Backward causality: A question/extension to Ma et al.'s "Experimental delayed-choice entanglement swapping"

Question

In a philosophically rather interesting experiment, Ma et al. show that backward causality exists in quantum physics. An Ars Technnica-article gives a less technical account.

From Ars Technica:

Delayed-choice entanglement swapping consists of the following steps. (I use the same names for the fictional experimenters as in the paper for convenience, but note that they represent acts of measurement, not literal people.)

• Two independent sources (labeled I and II) produce pairs photons such that their polarization states are entangled. One photon from I goes to Alice, while one photon from II is sent to Bob. The second photon from each source goes to Victor. (I'm not sure why the third party is named "Victor".)

• Alice and Bob independently perform polarization measurements; no communication passes between them during the experiment—they set the orientation of their polarization filters without knowing what the other is doing.

• At some time after Alice and Bob perform their measurements, Victor makes a choice (the "delayed choice" in the name). He either allows his two photons from I and II to travel on without doing anything, or he combines them so that their polarization states are entangled. A final measurement determines the polarization state of those two photons.

The results of all four measurements are then compared. If Victor did not entangle his two photons, the photons received by Alice and Bob are uncorrelated with each other: the outcome of their measurements are consistent with random chance. (This is the "entanglement swapping" portion of the name.) If Victor entangled the photons, then Alice and Bob's photons have correlated polarizations—even though they were not part of the same system and never interacted.

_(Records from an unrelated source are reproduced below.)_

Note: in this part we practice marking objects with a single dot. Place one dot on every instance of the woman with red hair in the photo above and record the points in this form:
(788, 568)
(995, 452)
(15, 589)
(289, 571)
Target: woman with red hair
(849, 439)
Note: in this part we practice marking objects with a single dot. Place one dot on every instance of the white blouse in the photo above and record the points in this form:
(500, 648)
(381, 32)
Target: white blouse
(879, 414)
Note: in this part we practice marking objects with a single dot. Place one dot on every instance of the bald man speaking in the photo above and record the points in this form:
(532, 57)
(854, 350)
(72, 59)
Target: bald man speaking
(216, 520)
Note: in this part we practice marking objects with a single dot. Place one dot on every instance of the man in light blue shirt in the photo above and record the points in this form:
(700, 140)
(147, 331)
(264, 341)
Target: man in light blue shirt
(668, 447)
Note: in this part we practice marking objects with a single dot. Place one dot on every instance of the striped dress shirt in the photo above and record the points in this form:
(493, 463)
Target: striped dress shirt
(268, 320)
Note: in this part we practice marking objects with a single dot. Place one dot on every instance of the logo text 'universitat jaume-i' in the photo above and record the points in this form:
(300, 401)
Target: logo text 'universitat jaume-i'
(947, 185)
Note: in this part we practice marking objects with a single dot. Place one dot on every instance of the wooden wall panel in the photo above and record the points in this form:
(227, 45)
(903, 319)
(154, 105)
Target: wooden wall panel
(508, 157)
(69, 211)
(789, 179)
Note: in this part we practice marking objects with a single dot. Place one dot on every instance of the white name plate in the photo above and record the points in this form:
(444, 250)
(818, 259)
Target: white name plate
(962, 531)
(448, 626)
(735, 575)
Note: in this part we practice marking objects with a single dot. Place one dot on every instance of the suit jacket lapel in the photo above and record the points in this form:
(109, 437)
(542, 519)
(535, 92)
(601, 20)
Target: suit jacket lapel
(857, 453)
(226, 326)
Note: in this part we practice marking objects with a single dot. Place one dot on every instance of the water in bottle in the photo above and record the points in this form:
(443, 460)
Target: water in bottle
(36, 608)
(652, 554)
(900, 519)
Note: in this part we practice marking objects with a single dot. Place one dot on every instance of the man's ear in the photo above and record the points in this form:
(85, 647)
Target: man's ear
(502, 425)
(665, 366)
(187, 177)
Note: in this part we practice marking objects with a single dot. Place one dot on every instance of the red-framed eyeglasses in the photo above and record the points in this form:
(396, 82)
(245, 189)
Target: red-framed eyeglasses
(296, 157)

Now, this is rather interesting in itself. My interpretation is that the universe already "knows" whether Victor will entangle or not at the time of Alice's and Bob's measurements (since it controls Victor's random generator). This kind of avoids the paradox.

The real interesting question, however, is why they haven't designed the experiment in the following way:

Instead of letting Victor randomize whether to entangle, he should base his decision on the measurements of Alice and Bob: if they measured correlated polarizations, he should not entangle; if they measured uncorrelated polarizations, he should entangle.

Seemingly, this would force the universe to produce correlated polarizations for Alice and Bob, despite there being no entanglement-chain connecting them. (Because, clearly, it would be contradictory if they were uncorrelated, despite there being a chain connecting them.)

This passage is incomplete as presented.